White Noise Ending, Explained
What is Dylar, and why does Babette take it?
White Noise drives towards the subject of death, as Gladney claims before in the movie (that all plots, even “narrative plots,” lead to death). We start from the point when Babette finally opens up about why she was consuming Dylar and what it did do for her. She saw an advert and met someone called Mr. Gray. He told them about this “wonder drug,” which can root out the fear of death in a person’s mind. Watching Babette narrate that and believe in it reminds one of Sara Goldfarb from Requiem for a Dream (2000). Desperation to get results quickly destroyed both women. In this case, Babette’s marriage. She and Gray agreed on a transactional exchange: the drug for sex.
Every night she would spend with him would give her a bottle of Dylar. She follows all directions to consume it the way it is supposed to, but she cannot see tangible effects. It turned out to be a sham, and that is why the “affair” eventually stopped from her side. Jack is livid and confused. His primal protective instincts kick in, and he shoots the man in the same motel where Babette and Gray used to meet. The wife watches him do it. But quite unbelievably, the two then take him to a hospital. In the book, DeLillo describes it as “the sudden realization of the needless loss of life.” Nothing happens to them, and then we see them break into a dance number at the A&P supermarket.
In a very weird way, White Noise’s ending is about “nothing.” According to DeLillo and Baumbach, making sense of things around us is futile. There are so many things that self-contradict in the world that trying to peel back the layers will only drive one mad. Even though the movie houses some crazy acts and the most detail-oriented plotting in recent cinematic history, everything leads to a state of “non-existence”. It is frustrating to think that something so bizarre and full of life could end up being about nothing. But that is the real catch in White Noise’s ending.

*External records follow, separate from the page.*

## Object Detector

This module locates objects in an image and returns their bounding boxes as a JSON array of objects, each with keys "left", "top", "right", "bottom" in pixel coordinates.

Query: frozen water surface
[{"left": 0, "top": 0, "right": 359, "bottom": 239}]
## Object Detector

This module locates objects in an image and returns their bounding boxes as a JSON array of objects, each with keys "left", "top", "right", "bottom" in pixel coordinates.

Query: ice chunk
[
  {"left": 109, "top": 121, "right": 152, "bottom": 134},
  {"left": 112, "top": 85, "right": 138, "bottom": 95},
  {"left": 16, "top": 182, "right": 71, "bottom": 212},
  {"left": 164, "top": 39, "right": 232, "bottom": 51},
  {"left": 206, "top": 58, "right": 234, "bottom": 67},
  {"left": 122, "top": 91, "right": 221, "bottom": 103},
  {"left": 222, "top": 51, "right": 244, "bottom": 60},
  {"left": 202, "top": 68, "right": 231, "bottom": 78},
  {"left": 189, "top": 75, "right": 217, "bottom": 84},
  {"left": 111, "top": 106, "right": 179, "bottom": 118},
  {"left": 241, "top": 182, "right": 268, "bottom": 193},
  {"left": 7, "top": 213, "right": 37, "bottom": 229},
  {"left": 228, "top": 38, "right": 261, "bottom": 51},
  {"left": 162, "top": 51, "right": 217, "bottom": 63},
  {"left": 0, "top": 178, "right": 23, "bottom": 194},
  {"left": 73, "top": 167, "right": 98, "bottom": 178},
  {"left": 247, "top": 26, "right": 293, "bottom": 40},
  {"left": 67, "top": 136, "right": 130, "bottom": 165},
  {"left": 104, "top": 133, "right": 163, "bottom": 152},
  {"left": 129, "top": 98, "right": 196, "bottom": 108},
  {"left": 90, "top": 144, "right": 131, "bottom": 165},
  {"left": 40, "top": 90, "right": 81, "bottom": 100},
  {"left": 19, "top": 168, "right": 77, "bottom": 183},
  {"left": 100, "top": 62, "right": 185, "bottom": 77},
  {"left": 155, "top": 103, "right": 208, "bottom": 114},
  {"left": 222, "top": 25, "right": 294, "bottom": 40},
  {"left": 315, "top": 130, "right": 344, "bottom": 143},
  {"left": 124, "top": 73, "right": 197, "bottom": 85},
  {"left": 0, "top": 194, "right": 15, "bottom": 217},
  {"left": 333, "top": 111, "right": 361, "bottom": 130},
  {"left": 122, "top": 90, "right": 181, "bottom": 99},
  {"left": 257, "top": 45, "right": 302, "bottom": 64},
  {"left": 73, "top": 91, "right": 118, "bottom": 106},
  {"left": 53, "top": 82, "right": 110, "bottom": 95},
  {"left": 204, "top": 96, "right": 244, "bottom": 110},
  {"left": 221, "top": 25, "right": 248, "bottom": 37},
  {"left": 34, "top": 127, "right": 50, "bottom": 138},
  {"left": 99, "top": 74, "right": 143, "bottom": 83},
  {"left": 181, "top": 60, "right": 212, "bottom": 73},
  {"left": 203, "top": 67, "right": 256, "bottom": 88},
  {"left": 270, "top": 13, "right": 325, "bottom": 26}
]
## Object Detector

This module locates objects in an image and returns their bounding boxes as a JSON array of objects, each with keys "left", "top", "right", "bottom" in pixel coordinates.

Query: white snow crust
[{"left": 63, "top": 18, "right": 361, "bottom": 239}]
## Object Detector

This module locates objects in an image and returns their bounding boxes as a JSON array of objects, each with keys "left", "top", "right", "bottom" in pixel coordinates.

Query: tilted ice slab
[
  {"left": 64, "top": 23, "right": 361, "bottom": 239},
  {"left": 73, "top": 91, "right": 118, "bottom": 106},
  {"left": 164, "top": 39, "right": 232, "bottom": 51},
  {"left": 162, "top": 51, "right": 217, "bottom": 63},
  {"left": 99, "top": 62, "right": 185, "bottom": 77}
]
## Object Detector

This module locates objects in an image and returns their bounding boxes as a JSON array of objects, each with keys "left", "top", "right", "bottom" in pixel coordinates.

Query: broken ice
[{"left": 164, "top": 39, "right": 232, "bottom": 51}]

White Noise is a cautionary tale, but not in the way that is perceived for most of the film. It is a caution to come to terms with the idea of death and not to spend every day fearing it but instead celebrating that we, as humans, understand this outcome. The irony of life is what brings the couple back together in the end; that is how relationships survive craziness. The dancing sequence was perhaps a metaphorical indication of how we get past things and soldier on in life. It is a sweet, simple thing that does not need too much explanation: it just happens!